As chairman of the Kingfisher remuneration committee, which just sanctioned a 36 per cent rise to pounds 1.1m for chairman Sir Geoff Mulcahy, Sir Nigel Mobbs, chairman of Slough Estates, seemed the perfect choice to interview on the subject of executive pay. Sir Nigel, however, felt his experience was too limited to the specific case of Kingfisher; on general corporate pay, he was the wrong man.
Fine, except that Sir Nigel also sits on the remuneration committee of Barclays, where the pounds 737,500-a-year contract for the new chief executive, Martin Taylor, and last year's pounds 1.4m package for BZW chief David Band has also been raising eyebrows.

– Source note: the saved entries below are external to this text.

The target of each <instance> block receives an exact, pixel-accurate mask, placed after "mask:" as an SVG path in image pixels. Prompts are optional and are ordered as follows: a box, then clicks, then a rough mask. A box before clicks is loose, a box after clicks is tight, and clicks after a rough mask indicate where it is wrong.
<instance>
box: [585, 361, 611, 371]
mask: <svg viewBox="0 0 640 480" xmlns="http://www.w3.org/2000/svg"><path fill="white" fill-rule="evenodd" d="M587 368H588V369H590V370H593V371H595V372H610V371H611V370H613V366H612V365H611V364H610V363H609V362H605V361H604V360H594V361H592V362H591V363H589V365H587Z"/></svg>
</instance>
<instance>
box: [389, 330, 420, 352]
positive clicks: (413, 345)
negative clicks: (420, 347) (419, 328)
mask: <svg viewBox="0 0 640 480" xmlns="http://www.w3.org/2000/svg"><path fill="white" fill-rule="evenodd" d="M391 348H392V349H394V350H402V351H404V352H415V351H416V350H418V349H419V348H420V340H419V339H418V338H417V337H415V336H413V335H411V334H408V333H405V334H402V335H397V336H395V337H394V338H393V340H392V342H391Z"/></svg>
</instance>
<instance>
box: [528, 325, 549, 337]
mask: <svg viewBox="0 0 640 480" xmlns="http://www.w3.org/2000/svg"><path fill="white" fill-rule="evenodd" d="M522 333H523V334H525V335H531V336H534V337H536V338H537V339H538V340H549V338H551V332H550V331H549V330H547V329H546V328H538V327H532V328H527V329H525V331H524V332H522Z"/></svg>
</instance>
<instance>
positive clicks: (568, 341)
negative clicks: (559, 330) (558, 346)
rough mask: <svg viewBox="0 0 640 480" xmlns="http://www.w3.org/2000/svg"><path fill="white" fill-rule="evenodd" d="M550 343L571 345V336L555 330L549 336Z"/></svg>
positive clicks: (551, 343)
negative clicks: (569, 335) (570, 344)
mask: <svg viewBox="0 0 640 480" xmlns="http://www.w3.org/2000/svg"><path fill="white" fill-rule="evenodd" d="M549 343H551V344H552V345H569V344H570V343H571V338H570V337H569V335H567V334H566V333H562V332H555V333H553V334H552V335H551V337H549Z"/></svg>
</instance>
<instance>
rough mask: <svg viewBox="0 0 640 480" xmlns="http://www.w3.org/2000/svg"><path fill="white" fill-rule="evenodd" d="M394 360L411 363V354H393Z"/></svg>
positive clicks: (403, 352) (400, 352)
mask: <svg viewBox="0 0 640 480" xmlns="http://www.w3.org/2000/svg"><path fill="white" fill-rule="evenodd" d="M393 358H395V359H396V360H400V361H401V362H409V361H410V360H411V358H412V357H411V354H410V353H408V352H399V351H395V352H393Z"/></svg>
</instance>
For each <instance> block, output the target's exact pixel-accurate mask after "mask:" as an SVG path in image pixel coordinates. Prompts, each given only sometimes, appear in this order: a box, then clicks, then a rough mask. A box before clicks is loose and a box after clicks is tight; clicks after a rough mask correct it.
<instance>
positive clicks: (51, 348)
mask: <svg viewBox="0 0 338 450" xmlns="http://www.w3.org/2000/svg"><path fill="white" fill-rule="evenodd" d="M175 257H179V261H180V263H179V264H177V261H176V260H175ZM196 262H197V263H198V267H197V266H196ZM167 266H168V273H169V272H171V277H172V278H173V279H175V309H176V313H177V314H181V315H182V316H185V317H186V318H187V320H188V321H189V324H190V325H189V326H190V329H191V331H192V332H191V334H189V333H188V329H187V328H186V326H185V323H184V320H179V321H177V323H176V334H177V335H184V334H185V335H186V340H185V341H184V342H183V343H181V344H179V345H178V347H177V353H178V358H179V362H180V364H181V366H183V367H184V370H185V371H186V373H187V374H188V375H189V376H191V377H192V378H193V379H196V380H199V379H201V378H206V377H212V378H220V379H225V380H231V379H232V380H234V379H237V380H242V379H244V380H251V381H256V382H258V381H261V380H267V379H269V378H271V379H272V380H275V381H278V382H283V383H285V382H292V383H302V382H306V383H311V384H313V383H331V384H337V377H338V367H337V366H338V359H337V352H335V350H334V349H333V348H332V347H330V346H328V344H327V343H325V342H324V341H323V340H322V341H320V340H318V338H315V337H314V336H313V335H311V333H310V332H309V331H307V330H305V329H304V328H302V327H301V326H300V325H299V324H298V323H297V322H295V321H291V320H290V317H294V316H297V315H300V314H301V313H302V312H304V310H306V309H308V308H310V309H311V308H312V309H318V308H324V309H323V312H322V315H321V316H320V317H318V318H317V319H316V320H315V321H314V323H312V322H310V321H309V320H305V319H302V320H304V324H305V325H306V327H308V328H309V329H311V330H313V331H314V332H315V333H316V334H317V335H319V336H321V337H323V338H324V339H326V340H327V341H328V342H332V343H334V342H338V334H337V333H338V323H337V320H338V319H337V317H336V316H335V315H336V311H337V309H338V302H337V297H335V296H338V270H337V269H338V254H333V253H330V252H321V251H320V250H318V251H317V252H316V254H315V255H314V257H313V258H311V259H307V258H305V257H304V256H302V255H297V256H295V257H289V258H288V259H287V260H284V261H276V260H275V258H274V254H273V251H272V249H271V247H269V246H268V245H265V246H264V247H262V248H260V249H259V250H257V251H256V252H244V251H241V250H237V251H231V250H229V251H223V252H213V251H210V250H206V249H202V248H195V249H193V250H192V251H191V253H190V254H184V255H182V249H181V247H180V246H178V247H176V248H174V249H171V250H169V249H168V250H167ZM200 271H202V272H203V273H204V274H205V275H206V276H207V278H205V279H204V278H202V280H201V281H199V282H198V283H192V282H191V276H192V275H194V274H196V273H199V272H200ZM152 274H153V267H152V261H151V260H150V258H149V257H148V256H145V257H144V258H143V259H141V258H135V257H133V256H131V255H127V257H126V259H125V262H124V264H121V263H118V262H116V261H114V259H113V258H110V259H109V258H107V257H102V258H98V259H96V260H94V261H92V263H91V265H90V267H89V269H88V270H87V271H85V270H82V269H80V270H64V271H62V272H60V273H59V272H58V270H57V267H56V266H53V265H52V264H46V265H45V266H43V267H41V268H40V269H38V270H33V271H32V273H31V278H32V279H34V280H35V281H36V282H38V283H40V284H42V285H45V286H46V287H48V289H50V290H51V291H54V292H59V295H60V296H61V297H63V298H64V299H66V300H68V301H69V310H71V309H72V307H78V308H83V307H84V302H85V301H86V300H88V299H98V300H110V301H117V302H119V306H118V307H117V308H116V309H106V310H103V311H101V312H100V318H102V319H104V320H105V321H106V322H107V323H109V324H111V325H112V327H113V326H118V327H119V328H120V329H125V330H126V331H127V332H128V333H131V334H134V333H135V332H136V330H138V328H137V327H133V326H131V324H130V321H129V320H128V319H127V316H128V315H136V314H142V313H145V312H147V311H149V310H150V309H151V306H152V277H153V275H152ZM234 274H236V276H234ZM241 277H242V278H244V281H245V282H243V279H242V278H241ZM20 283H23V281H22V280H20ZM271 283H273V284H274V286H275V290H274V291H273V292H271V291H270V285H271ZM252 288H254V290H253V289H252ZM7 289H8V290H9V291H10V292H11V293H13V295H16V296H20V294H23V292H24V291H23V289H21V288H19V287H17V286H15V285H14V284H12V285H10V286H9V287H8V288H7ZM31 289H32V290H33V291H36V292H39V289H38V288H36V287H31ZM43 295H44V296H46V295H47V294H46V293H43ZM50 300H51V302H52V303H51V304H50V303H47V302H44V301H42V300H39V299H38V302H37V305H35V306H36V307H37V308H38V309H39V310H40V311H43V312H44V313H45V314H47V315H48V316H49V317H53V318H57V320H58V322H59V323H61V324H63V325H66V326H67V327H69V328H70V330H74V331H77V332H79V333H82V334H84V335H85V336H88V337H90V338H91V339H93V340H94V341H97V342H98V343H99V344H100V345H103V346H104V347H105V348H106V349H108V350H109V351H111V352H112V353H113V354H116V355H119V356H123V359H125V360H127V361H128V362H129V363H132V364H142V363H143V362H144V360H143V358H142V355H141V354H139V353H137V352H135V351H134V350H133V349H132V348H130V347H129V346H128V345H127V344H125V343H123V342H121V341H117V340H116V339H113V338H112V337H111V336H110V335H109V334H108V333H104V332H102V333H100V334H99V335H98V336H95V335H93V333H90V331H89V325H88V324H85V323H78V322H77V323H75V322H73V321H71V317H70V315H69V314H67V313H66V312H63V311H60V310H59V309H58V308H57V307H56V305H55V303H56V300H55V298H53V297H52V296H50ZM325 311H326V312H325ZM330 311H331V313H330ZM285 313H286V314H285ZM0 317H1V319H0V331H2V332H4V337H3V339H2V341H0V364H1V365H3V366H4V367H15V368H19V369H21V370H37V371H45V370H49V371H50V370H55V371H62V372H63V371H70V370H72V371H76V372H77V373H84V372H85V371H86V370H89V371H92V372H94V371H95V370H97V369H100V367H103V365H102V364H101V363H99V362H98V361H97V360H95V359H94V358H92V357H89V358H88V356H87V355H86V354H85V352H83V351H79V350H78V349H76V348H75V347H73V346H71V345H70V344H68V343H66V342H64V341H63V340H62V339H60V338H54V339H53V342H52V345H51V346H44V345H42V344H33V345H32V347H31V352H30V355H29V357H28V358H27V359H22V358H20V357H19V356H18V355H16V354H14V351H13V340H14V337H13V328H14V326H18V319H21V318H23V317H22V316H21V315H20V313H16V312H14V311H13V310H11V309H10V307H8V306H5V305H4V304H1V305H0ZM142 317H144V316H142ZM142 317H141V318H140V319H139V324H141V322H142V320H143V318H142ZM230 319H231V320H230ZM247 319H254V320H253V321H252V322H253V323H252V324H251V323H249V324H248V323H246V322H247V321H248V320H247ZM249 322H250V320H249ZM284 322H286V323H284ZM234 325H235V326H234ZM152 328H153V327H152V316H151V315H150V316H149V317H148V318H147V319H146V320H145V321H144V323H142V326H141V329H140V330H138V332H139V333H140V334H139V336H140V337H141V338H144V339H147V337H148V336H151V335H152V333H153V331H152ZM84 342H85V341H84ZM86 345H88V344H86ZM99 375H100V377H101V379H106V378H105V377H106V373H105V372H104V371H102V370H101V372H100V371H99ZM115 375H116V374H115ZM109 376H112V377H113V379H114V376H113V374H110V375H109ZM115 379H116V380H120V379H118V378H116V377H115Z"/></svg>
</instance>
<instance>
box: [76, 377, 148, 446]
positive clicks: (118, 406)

He is also chairman of the Institute of Director's company affairs committee, which knows enough about the generality of corporate pay to be considering a report on the subject later this year. Sir Nigel, of course, is reluctant to pre-empt those discussions.

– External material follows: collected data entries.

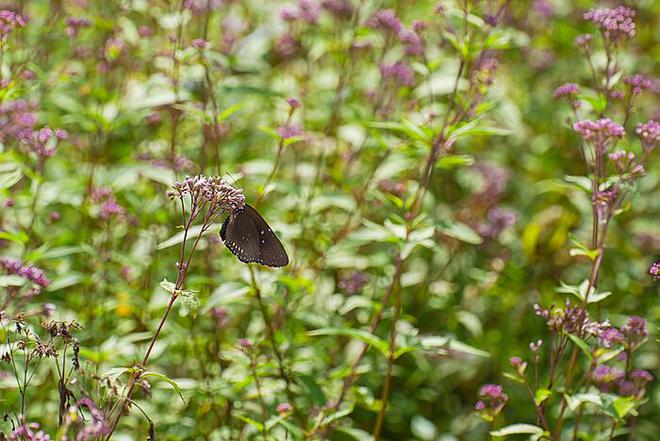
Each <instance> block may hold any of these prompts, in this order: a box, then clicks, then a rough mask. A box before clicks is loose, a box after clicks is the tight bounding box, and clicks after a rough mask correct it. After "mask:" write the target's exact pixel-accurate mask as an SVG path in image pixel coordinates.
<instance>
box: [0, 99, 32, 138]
mask: <svg viewBox="0 0 660 441" xmlns="http://www.w3.org/2000/svg"><path fill="white" fill-rule="evenodd" d="M34 111H35V106H34V105H33V104H29V103H28V102H27V101H24V100H15V101H5V102H3V103H0V141H4V140H6V139H7V138H15V139H19V140H20V139H24V138H27V137H29V136H30V135H31V134H32V131H33V130H34V127H35V126H36V125H37V116H36V115H35V113H34Z"/></svg>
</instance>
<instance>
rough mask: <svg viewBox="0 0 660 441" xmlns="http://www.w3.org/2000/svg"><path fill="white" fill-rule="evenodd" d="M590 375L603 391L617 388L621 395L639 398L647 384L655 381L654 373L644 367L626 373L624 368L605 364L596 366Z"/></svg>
mask: <svg viewBox="0 0 660 441" xmlns="http://www.w3.org/2000/svg"><path fill="white" fill-rule="evenodd" d="M590 377H591V380H592V381H593V383H594V384H595V385H596V387H598V389H600V390H601V391H602V392H612V391H613V390H614V389H615V388H616V389H617V392H618V394H619V395H622V396H635V397H636V398H638V399H641V398H642V397H643V396H644V392H645V388H646V384H647V383H649V382H651V381H653V375H651V373H650V372H648V371H645V370H643V369H635V370H633V371H632V372H630V374H629V375H626V372H625V371H624V370H623V369H621V368H618V367H612V366H608V365H604V364H601V365H598V366H596V367H594V368H593V369H592V370H591V372H590Z"/></svg>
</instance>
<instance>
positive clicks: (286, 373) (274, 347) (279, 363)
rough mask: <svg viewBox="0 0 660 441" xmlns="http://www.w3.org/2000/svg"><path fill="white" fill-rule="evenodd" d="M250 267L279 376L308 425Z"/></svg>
mask: <svg viewBox="0 0 660 441" xmlns="http://www.w3.org/2000/svg"><path fill="white" fill-rule="evenodd" d="M248 268H250V277H251V279H252V288H253V290H254V294H255V297H256V298H257V303H258V305H259V310H260V311H261V317H262V319H263V321H264V325H265V326H266V330H267V332H268V339H269V340H270V345H271V347H272V349H273V353H274V354H275V358H276V359H277V367H278V371H279V376H280V378H281V379H282V380H284V383H285V384H286V387H285V392H286V396H287V400H289V403H290V404H291V406H293V412H294V415H295V416H296V419H297V420H298V422H299V423H300V425H301V426H302V427H307V422H306V421H305V418H304V416H303V414H302V413H301V412H300V409H298V406H296V405H295V396H294V395H293V390H292V388H291V379H290V378H289V375H288V373H287V371H286V368H285V366H284V357H283V355H282V352H281V351H280V350H279V347H278V345H277V340H276V338H275V326H274V325H273V322H272V320H271V319H270V317H269V315H268V309H267V308H266V304H265V303H264V301H263V298H262V296H261V289H260V288H259V285H258V284H257V278H256V276H255V274H254V269H253V268H252V266H250V265H248Z"/></svg>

It is perhaps unfair to single out Sir Nigel for criticism; precious few others are prepared to speak out in defence of high salaries. Such universal reluctance reinforces the view that corporate boardrooms have become bastions of privilege and remuneration committees their tools - a self- serving facade, whose only purpose is to bid up executive salary levels generally. Non-executives who serve on them usually have an executive post elsewhere. If people like Sir Nigel can't defend these levels of pay, just who can? Is there anyone out there?